Si la ganadería jesuita formó a las mulas de Latinoamérica, el ambiente diverso de la región hizo a los arrieros. Oficiales del siglo XVI en México fueron testigos de una “clase genuina de muleros indios” para liderar a estos equipos de animales. No era suficiente con saber cómo arrear de 20 a 200 animales. Los arrieros eran producto de largos procesos de aprendizaje con hombres rudos y una tierra aún más agreste, incluyendo una educación en ecosistemas locales y en cómo estos microclimas van cambiando a medida que se suben montañas o se baja a valles. Amarrar la carga de manera segura a mulas que van trepando cordilleras y bosques densos no era una tarea fácil. Para prevenir lesiones y ajustes constantes, empacar las mulas apropiadamente era una “muestra de destreza superior” que requería “buen juicio y mucha práctica”. Los arrieros también tenían habilidades de veterinarios, herreros y recolectores. Conocían los paisajes más navegables y nutritivos y cómo curar la mordida de una serpiente o una herida profunda.

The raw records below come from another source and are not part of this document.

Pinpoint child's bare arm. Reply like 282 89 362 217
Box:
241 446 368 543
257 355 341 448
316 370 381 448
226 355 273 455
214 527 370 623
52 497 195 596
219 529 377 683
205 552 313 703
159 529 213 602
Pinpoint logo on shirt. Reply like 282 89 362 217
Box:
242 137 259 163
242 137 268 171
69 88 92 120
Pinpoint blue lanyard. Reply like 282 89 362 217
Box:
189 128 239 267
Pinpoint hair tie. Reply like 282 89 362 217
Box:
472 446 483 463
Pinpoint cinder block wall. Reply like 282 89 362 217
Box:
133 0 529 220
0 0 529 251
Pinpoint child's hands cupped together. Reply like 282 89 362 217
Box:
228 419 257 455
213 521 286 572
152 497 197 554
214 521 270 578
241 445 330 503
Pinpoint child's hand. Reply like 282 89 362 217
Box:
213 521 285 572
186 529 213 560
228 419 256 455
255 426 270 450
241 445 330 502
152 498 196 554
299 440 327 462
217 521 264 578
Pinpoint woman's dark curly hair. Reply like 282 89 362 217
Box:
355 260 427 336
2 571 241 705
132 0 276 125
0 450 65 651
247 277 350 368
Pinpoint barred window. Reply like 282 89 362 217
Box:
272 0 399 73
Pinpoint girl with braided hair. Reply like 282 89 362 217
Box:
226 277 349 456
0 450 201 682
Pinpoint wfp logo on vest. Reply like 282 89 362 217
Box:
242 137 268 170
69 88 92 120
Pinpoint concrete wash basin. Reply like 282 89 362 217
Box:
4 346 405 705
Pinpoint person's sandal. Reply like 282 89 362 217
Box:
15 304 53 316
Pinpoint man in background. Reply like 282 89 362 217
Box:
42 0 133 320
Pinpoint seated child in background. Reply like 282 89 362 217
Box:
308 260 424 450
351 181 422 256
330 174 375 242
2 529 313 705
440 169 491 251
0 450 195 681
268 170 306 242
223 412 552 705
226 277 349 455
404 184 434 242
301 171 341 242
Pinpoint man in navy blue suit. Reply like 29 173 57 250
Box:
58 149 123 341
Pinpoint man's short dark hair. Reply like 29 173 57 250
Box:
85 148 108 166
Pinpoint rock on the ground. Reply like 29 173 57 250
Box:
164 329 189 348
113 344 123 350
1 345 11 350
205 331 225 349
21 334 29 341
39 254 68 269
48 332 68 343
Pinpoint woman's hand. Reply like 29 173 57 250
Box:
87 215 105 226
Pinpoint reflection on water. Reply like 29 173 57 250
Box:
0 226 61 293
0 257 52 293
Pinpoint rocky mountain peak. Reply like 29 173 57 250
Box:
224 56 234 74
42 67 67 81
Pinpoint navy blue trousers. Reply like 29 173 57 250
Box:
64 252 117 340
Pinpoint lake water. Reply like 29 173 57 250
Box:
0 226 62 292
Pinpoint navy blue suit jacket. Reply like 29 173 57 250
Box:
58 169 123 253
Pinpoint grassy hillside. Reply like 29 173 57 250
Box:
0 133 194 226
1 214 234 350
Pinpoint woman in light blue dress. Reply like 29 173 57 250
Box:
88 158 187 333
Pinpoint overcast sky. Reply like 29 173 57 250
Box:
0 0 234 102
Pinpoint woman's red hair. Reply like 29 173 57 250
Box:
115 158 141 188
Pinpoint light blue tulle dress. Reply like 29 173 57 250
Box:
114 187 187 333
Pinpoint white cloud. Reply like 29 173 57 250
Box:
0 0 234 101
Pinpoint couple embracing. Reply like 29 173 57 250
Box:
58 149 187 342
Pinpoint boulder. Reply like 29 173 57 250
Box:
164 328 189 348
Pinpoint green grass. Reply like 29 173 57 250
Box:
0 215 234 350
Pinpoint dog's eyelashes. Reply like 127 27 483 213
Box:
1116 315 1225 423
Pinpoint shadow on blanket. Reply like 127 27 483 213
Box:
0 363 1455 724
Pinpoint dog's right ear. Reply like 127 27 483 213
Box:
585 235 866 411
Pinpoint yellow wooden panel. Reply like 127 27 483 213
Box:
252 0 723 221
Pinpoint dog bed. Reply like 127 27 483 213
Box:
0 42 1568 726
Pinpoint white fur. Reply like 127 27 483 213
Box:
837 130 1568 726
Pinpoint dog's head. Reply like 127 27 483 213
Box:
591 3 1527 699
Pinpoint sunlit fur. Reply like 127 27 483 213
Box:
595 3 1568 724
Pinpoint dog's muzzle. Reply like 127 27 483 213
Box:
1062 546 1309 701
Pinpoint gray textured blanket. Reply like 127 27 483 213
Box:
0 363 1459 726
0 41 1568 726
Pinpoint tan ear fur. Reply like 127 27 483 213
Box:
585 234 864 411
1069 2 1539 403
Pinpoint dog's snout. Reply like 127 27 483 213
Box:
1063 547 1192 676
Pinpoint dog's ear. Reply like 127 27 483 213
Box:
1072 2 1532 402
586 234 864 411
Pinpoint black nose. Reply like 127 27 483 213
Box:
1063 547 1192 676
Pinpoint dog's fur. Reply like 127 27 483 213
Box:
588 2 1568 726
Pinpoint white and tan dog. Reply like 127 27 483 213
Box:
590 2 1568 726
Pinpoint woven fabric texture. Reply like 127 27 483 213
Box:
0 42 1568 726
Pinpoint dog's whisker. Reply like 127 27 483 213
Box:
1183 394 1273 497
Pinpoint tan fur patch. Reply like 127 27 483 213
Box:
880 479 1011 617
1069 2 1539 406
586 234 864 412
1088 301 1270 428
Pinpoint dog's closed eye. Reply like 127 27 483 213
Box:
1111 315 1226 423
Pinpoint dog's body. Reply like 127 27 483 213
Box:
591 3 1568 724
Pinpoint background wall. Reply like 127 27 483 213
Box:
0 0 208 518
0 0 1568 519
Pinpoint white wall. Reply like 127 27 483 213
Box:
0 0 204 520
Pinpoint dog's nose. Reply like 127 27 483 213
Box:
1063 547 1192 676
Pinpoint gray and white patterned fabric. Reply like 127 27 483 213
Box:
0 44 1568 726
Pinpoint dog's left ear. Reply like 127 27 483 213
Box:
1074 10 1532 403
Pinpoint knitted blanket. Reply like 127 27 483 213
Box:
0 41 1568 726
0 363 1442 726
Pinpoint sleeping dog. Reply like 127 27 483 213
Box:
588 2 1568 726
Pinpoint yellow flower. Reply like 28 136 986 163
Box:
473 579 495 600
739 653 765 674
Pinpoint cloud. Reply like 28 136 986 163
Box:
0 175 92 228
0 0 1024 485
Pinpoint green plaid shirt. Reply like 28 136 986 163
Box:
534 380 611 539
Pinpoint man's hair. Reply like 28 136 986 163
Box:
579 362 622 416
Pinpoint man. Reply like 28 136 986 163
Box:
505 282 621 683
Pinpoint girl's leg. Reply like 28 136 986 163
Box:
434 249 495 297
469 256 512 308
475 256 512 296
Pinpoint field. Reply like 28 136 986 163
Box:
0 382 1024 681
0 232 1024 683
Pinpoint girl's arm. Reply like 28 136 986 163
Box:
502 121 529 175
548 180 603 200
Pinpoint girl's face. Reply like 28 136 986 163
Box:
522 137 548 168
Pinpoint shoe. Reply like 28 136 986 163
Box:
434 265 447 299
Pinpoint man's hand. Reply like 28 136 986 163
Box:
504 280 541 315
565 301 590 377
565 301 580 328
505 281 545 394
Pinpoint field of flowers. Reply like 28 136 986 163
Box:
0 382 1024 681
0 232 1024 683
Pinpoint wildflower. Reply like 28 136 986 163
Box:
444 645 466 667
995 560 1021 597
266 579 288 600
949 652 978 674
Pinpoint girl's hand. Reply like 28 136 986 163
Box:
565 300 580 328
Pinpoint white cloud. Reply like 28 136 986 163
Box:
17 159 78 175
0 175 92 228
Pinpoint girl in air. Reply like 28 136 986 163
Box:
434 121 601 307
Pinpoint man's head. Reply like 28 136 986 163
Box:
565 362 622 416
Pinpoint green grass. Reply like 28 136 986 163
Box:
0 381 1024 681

Un testigo de la década de 1850 describió cómo los arrieros recordaban “caminos secretos entre los árboles” para regresar a casa. Otro observador entendía la arriería como una “ocupación única” que involucraba un “relacionamiento completo con la región montañosa, los sitios de acampada, las zonas de pastoreo, [y] el estado de los caminos y arroyos”. Testificaban cómo los arrieros “dependen completamente del pasto para alimentar a sus animales en la ruta, excepto durante el punto máximo de la temporada seca”. Cuando la tierra no podía proveer para sus mulas, los arrieros dependían de comunidades que cultivaban maíz y designaban a algunas para transportar esto en vez de otra carga. Estos personajes eran el pegante entre plantaciones y puertos, con comunidades más remotas. Ayudaron a transformar paisajes poco poblados en sociedades coloniales vivas y palpitantes. Se convirtieron en “canales a través de los cuales fluían noticias y rumores en áreas rurales”, lo cual ayudó a reclutar insurgentes para movilizarse en contra de los españoles. Sin embargo, así como Paul Revere durante la Revolución Estadounidense, los arrieros hicieron más que sonar una alarma. Sirvieron como oficiales de inteligencia y militares en la resistencia al imperio.